Un groupe aéronaval américain, mené par le porte-avions USS Abraham Lincoln, est entré dans la zone de responsabilité du Commandement central (CENTCOM) dans l’océan Indien. C’est ce qu’a rapporté Fox News ce 26 janvier, citant un haut responsable américain.
Une flotte aéronavale menaçante
« Le porte-avions Abraham Lincoln est entré dans les eaux du CENTCOM dans l’océan Indien, sur fond de menaces croissantes de la part de l’Iran », indique la chaîne américaine.

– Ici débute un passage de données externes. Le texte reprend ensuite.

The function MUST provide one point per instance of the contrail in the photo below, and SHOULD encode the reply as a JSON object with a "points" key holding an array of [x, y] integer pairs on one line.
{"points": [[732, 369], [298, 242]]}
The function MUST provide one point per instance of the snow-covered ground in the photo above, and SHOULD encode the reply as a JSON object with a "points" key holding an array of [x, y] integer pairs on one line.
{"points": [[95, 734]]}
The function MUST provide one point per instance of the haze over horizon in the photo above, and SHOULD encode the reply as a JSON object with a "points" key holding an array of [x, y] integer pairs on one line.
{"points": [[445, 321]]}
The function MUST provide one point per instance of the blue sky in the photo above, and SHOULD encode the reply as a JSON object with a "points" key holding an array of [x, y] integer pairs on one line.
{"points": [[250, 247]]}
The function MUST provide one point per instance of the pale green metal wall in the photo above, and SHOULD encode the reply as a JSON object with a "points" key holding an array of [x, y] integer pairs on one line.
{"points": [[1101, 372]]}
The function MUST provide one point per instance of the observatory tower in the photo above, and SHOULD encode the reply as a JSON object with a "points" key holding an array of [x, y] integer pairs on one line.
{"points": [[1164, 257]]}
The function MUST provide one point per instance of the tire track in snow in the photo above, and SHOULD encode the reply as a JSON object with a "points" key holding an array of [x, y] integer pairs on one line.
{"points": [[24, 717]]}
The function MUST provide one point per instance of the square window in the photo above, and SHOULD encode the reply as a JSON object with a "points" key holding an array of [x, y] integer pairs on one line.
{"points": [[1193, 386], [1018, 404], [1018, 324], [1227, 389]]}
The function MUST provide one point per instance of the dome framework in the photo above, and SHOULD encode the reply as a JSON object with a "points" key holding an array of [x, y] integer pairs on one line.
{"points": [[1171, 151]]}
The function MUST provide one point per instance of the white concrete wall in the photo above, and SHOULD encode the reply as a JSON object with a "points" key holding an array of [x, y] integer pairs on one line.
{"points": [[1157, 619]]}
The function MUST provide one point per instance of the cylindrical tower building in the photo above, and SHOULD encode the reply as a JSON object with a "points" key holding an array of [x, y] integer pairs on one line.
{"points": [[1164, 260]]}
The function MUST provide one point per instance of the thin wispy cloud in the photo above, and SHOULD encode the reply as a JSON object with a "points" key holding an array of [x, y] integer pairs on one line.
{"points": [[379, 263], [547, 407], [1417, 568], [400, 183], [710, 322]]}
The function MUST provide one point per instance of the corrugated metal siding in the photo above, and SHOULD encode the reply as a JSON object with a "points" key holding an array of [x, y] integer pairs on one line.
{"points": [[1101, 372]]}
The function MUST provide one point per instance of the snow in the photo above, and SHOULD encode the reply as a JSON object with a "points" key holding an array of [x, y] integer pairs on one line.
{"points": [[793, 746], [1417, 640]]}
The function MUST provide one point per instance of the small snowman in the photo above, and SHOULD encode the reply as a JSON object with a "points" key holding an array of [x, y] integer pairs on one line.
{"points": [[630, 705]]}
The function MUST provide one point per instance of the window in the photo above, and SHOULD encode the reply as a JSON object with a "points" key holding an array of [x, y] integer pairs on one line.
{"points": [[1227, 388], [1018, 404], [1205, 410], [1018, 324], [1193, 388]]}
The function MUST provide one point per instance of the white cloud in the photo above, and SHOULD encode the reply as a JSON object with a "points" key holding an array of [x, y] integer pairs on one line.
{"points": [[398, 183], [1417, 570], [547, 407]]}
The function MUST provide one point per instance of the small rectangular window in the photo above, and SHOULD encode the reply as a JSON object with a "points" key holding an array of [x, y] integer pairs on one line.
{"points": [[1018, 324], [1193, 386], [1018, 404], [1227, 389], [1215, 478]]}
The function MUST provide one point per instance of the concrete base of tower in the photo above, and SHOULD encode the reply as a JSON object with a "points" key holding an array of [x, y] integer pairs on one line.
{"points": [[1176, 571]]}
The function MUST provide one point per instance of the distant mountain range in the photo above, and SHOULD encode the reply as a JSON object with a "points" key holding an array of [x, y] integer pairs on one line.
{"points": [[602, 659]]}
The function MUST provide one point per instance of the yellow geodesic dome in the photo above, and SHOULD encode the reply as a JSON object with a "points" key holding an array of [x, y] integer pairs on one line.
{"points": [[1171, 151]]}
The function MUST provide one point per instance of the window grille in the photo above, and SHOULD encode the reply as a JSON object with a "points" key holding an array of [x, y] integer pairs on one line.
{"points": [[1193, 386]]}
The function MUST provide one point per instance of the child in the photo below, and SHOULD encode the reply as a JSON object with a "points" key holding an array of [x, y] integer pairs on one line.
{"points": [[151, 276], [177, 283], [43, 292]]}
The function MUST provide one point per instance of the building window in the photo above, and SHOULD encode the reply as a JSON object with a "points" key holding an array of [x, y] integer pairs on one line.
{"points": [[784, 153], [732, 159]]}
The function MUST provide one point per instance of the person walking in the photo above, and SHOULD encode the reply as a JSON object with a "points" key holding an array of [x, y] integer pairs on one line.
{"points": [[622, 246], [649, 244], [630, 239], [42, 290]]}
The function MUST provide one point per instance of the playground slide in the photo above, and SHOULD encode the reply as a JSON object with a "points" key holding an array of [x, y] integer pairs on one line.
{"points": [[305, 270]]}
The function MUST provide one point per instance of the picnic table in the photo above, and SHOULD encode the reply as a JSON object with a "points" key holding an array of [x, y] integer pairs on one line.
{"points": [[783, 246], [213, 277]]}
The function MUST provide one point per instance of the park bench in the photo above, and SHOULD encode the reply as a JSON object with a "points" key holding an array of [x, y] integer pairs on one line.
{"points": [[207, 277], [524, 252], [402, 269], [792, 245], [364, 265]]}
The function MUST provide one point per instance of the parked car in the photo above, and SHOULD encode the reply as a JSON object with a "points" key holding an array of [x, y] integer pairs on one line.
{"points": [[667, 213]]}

Selon Fox News, le redéploiement du groupe aéronaval intervient dans un contexte d’intensification de l’activité militaire américaine dans la région, due à l’instabilité croissante en Iran. Rappelons tout de même qu’il est devenu évident que cette instabilité en Iran est le résultat de la présence d’agents des services américains et israéliens sur le territoire iranien, agents qui utilisent des armes et ont été filmés à plusieurs reprises tirant tant sur la police iranienne que sur des manifestants, créant ainsi un chaos propice à servir de prétexte pour une intervention militaire américaine. Une escadrille de chasseurs F-15 et du matériel lourd transporté par des avions C-17 ont également été déployés dans la région.
La riposte iranienne pourrait créer la surprise
L’expert en drones Cameron Chell a déclaré à Fox News que les essaims de drones iraniens constituent une menace sérieuse pour les systèmes militaires américains de haute technologie, car ils peuvent mener des attaques massives capables de contourner les défenses aériennes traditionnelles.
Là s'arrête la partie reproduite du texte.